Some past examples of port-based cyber breaches:
Port of Rotterdam: In June 2017, the port of Rotterdam was hit with a ransomware attack that paralyzed the activities of two container terminals operated by APMT, a subsidiary of the Møller-Maersk group. Note that the port of Rotterdam had completely automated its operations as part of a Smart Port strategy.
Port of Shahid Rajaee: In May 2020, the port of Shahid Rajaee, Iran, suffered a cyberattack that almost totally shut down its operations. The Washington Post reported that the “computers that regulate the flow of vessels, trucks and goods all crashed at once, creating massive backups on waterways and roads leading to the facility.” This cyberattack was presumed to be Israel’s response to an attack on its water network.
Port of Kennewick: In November 2020, the port of Kennewick, Wash., was hit with ransomware that completely locked access to its servers. Even with the small size of this port, it took nearly a week for port authorities to access their data. Malware injected via a phishing email is thought to be the cause of this attack.
Knowing that they are vulnerable to cyber breaches does not help alleviate the challenge to ports that have no choice but to accept documents originating from these ships. If ports block these documents, the ships cannot dock, and this ultimately causes delays in global logistics and the supply chain.

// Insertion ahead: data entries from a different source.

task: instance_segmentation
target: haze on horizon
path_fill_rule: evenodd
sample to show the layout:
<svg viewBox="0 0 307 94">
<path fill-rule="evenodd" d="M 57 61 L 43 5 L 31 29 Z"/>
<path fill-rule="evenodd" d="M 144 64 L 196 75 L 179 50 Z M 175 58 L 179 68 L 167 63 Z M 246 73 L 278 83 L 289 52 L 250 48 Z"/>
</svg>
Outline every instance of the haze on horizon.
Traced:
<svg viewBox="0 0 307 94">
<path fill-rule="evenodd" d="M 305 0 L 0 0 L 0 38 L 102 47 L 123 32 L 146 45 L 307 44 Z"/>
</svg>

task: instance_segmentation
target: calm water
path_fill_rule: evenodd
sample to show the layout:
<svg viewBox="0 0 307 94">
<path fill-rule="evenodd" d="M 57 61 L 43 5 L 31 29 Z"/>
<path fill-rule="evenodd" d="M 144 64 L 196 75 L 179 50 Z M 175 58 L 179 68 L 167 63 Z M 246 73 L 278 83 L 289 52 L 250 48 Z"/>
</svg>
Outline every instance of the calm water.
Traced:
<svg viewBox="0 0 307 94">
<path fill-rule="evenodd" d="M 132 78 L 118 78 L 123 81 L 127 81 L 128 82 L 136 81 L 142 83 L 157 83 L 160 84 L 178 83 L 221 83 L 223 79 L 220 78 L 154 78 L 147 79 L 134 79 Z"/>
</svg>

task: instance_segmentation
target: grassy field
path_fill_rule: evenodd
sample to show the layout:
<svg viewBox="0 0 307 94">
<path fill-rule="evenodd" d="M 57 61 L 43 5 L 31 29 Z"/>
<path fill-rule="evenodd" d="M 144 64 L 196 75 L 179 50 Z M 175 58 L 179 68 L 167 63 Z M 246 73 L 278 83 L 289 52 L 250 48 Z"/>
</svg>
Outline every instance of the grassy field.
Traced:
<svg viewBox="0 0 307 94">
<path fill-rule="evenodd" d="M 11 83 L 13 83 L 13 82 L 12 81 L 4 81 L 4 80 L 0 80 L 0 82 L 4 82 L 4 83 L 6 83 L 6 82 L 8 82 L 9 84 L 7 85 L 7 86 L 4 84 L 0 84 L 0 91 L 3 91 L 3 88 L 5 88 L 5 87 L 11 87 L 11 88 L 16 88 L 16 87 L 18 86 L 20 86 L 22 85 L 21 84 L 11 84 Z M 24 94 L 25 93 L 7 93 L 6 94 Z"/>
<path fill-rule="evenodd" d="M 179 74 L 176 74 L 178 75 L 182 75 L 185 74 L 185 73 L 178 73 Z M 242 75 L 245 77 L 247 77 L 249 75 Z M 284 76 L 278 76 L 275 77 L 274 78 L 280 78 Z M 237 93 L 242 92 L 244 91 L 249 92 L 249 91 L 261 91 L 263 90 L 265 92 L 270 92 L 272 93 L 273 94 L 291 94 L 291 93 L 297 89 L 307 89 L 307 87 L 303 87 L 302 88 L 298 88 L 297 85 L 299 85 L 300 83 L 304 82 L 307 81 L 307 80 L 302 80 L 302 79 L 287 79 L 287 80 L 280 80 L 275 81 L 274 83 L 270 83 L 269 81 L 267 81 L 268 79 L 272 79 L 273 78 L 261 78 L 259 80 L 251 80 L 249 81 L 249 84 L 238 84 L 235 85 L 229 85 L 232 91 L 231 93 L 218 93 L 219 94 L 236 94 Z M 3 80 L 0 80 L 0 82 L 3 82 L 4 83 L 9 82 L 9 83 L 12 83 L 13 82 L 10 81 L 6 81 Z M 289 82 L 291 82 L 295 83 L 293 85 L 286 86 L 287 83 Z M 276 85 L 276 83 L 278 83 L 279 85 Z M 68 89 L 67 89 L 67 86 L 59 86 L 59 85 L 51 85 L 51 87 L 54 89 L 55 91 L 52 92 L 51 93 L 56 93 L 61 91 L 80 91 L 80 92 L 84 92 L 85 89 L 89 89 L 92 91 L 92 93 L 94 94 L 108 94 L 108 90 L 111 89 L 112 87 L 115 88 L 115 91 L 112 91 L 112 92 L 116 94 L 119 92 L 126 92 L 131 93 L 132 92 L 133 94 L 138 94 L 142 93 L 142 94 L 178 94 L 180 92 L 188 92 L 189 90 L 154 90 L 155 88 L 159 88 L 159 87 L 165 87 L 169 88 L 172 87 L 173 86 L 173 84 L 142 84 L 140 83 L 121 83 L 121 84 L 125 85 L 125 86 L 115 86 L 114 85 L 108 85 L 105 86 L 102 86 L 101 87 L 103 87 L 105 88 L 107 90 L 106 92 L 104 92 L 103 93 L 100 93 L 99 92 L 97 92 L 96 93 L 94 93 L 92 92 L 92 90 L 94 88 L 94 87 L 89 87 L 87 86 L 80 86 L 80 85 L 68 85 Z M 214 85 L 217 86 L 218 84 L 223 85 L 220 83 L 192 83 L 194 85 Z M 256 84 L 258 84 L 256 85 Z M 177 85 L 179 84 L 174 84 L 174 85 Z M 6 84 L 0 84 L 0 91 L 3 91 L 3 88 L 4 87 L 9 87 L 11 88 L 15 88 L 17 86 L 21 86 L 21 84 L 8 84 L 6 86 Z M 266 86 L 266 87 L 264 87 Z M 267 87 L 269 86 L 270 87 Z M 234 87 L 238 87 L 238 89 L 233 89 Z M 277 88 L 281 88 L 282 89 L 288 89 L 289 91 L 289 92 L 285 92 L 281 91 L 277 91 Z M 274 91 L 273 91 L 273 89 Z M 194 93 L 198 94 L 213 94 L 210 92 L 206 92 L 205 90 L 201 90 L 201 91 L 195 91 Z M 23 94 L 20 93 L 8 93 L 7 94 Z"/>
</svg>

Ports have no choice but to accept the ships’ documents. Refusal to accept these documents means loss of port revenue and blockages in the smooth flow of the supply chain. Document sending must proceed. But file-borne threats pose a significant challenge for ports. Malware is designed to access or damage a computer without the owner’s knowledge. Hackers embed malicious code into seemingly innocent files. When those files are opened, the malware automatically executes and allows the hackers to gain access to valuable data or cause damage to the maritime industry.
Many of these threats first enter the ship through email phishing schemes — attempts to fool employees and individuals into opening and clicking on malicious links or attachments in emails or uploading malicious documents to website portals. These “hacks” often exploit vulnerabilities in the ships’ networks, using the vessel to gain access to the ship’s partners, including the port.